His first CD album, “Scottish Essence, African Mood”, and the second musical CD production “, Step Up Tempo", were produced at John Oboh, aka Mighty Mouse, Jahoha Studios.

==Albums==
Norman released several albums, including "Scottish Essence, African Mood" (1998), "Step Up Tempo" (1999), and "African Unity" (2005).

==Awards and recognition==

- Yessiey Award- Artist of the Year 2023 (bagpiper)

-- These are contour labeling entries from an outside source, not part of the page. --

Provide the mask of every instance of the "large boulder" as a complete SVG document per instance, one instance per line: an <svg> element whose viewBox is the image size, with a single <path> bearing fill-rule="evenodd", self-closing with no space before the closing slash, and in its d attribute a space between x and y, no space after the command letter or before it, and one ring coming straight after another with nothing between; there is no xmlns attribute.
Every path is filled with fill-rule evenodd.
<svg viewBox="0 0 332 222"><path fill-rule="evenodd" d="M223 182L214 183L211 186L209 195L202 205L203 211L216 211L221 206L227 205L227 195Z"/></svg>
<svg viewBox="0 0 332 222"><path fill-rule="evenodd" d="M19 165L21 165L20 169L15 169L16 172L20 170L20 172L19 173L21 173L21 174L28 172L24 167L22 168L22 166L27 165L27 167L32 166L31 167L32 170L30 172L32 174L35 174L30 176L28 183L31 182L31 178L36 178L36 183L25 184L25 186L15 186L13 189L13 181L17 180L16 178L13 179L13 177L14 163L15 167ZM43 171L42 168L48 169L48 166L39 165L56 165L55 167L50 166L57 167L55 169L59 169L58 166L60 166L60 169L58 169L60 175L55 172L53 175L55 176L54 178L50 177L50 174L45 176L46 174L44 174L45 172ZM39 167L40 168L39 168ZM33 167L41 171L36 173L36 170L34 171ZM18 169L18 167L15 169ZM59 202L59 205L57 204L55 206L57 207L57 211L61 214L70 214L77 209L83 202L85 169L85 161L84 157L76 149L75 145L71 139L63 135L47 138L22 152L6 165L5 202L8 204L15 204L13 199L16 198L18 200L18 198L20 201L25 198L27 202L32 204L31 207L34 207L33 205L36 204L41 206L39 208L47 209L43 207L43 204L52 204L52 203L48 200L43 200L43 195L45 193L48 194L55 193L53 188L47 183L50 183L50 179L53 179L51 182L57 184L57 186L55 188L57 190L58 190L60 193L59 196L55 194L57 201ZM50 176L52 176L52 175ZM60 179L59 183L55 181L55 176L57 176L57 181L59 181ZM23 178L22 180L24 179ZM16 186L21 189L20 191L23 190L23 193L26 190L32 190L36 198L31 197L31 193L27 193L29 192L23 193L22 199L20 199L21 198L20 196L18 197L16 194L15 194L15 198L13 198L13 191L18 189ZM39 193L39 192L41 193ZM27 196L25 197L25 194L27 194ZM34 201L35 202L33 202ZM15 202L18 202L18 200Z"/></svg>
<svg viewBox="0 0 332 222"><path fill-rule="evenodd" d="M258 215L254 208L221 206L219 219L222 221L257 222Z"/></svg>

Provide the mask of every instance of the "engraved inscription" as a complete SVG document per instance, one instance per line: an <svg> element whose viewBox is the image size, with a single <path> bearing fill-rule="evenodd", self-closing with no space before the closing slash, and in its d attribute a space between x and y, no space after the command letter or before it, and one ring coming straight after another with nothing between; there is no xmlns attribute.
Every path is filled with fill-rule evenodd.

At the Lowland and Border Pipers' Society annual competition in 2023, Norman won the following with his Scottish smallpipes:

- Colin Ross Trophy, Open Solo Scottish Smallpipes Competition
- Skeely Piper Trophy, Open Solo General Competition
- Martin Lowe Trophy, for greatest contribution to Lowland and Border music on the day of competition

Highland Bagpipes: Trophy won 2024

- Stewart Bell Trophy, Confined March Competition.

==Personal life==
He is married to Josephine Oboh Macleod and has two children, Allison Macleod and Norman MacLeod Junior.